While Betar proceeded to extend its influence throughout
Latvia, Jabotinsky went to paris, where, in 1924, he established the World
Union of Zionist Revisionists as an opposition party to the World Zionist
movement. Meanwhile, back in Riga, at the third territorial conference of the
Association of Trumpeldor, the delegates decided to propose to the Revisionist
party that they announce the formation of a world youth movement called B'rith
Trumpeldor. The idea was to make B'rith Trumpeldor the official Revisionist
youth organization. Earlier that year, The second Revisionist world conference
in Paris heard Aaron Propes present the Betar resolution. It was accepted
enthusiastically.
In the following three years, Betar took root in Austria,
Poland, Rumania, Czechoslovakia, Hungary, Lithuania, Germany, France, and Eretz
Israel. The central committee of B'rith Trumpeldor in Latvia served as
headquarters of World B'rith Trumpeldor.
The Defense of Jerusalem Long before that
fateful August of 1929, every sign had been pointing to trouble. Sir John
Chancellor had been appointed High Commissioner of Palestine. He did not like
the Jews, and made up his mind that his rule should bring the British Mandate
to establish a Jewish homeland in Palestine a step nearer destruction.
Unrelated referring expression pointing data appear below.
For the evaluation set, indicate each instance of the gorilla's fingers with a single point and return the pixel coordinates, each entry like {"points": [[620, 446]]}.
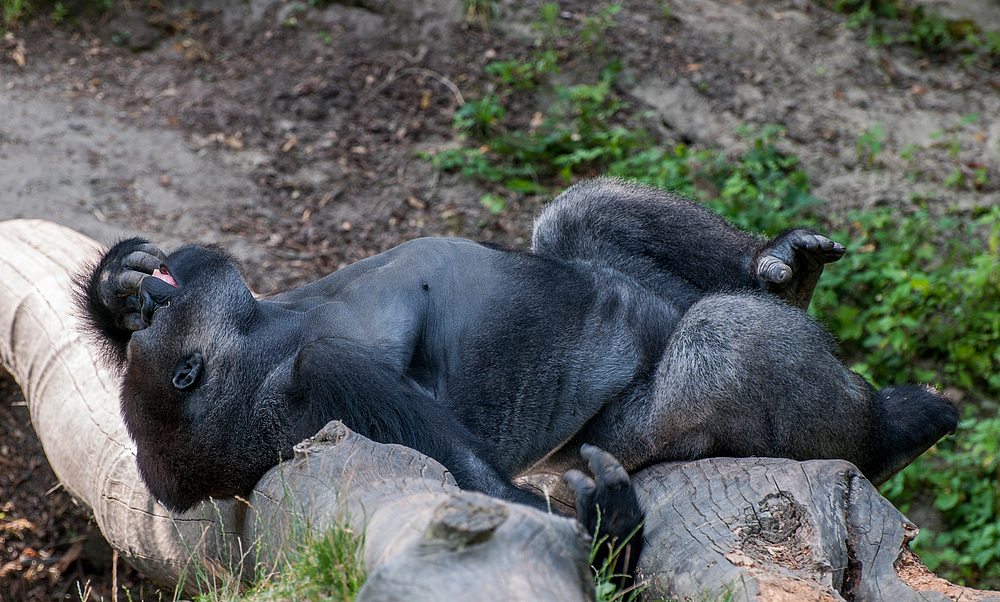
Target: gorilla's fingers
{"points": [[143, 261], [819, 248], [605, 467], [129, 282], [774, 270]]}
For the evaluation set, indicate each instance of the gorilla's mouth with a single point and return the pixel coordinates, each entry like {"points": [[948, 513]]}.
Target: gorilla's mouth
{"points": [[165, 276]]}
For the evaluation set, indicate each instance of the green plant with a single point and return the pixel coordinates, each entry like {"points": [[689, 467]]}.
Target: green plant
{"points": [[12, 11], [918, 298], [870, 143], [960, 476], [480, 12]]}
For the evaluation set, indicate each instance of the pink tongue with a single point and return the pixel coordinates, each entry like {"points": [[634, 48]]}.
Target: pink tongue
{"points": [[164, 277]]}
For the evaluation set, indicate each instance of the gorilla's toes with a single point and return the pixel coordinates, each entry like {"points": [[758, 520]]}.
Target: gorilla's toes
{"points": [[608, 507]]}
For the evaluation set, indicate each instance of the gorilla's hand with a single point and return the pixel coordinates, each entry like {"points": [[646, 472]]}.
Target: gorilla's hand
{"points": [[121, 285], [607, 506], [791, 264]]}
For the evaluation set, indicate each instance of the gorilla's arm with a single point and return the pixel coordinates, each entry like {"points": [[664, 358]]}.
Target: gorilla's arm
{"points": [[678, 248]]}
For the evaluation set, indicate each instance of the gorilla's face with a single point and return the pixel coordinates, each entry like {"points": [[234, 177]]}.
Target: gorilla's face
{"points": [[193, 397]]}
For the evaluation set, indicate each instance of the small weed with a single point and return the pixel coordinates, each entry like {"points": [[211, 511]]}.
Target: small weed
{"points": [[12, 11], [960, 475], [494, 202], [923, 29], [870, 143], [479, 13]]}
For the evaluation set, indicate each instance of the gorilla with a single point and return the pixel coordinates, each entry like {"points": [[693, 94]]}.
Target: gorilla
{"points": [[639, 328]]}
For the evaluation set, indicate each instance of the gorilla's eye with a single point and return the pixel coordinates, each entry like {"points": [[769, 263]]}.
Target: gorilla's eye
{"points": [[187, 371]]}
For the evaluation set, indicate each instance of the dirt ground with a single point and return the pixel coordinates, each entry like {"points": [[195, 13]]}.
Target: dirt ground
{"points": [[289, 134]]}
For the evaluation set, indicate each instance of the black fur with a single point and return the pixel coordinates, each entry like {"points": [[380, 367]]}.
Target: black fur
{"points": [[639, 323]]}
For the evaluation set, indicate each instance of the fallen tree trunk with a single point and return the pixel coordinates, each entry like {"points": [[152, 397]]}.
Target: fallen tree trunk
{"points": [[758, 528]]}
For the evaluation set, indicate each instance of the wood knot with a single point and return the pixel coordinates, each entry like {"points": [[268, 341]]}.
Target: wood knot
{"points": [[332, 433], [466, 519]]}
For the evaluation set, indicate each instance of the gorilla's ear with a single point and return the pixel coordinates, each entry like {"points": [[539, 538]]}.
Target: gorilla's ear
{"points": [[187, 371]]}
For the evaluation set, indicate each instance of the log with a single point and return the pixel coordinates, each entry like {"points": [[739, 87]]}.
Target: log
{"points": [[425, 539], [751, 529]]}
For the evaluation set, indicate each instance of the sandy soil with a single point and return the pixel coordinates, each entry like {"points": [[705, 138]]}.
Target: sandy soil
{"points": [[288, 133]]}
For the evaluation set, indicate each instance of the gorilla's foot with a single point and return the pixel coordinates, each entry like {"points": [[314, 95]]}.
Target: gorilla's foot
{"points": [[791, 264], [607, 506]]}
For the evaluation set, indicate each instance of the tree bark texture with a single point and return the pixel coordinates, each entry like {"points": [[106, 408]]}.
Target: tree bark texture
{"points": [[755, 529]]}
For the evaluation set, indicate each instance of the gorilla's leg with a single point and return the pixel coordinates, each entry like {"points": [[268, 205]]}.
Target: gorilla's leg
{"points": [[675, 247], [746, 375]]}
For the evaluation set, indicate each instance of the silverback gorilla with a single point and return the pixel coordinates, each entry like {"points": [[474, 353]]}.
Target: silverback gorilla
{"points": [[639, 328]]}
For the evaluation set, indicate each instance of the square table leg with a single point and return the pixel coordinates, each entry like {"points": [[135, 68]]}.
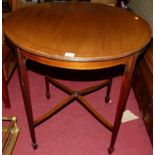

Chancellor built up and cautiously and spread the
inflammable rumor that the Jews were planning to tear down the Mosque of Omar
in Jerusalem and rebuild Solomon's Temple on its site. His officials persuaded
the Arabs to claim ownership of the Wailing Wall - over which Jewish rights had
been undisputed for centuries.
The Arabs had their approval from the Palestine
Administration and began to systematically persecute the Jewish worshipers at
the wall. Stones were thrown at them. The pavement in front of the wall was
deliberately covered with droppings from the Arabs' donkeys during the Shabbat
services. Dervishes opened up business in the garden next door and made a point
of reserving their dances, ear-splitting shrieking and drumming for the hours
of Jewish worship.
Finally, the sacrilegious British administration built a
road through the wailing wall itself to provide the Arabs with a shortcut to
the Mosque of Omar. Insolent Arabs now drove their donkeys in a never ending
stream through the holy place that has been sacred to Jewish worshipers from
time immemorial. On Yom Kippur, the Day of Atonement, religious Jews placed a
portable screen at the wall to protect themselves from interference during the
services. As soon as the Governor of Jerusalem heard of this, he sent an
officer to remove the screen immediately. The worshipers were reciting N'ilah,
the closing service, when the officer arrived. Acting the complete English
gentleman, he broke violently into the midst of the service and took the screen
away. The high commissioner conveniently left on a visit to London.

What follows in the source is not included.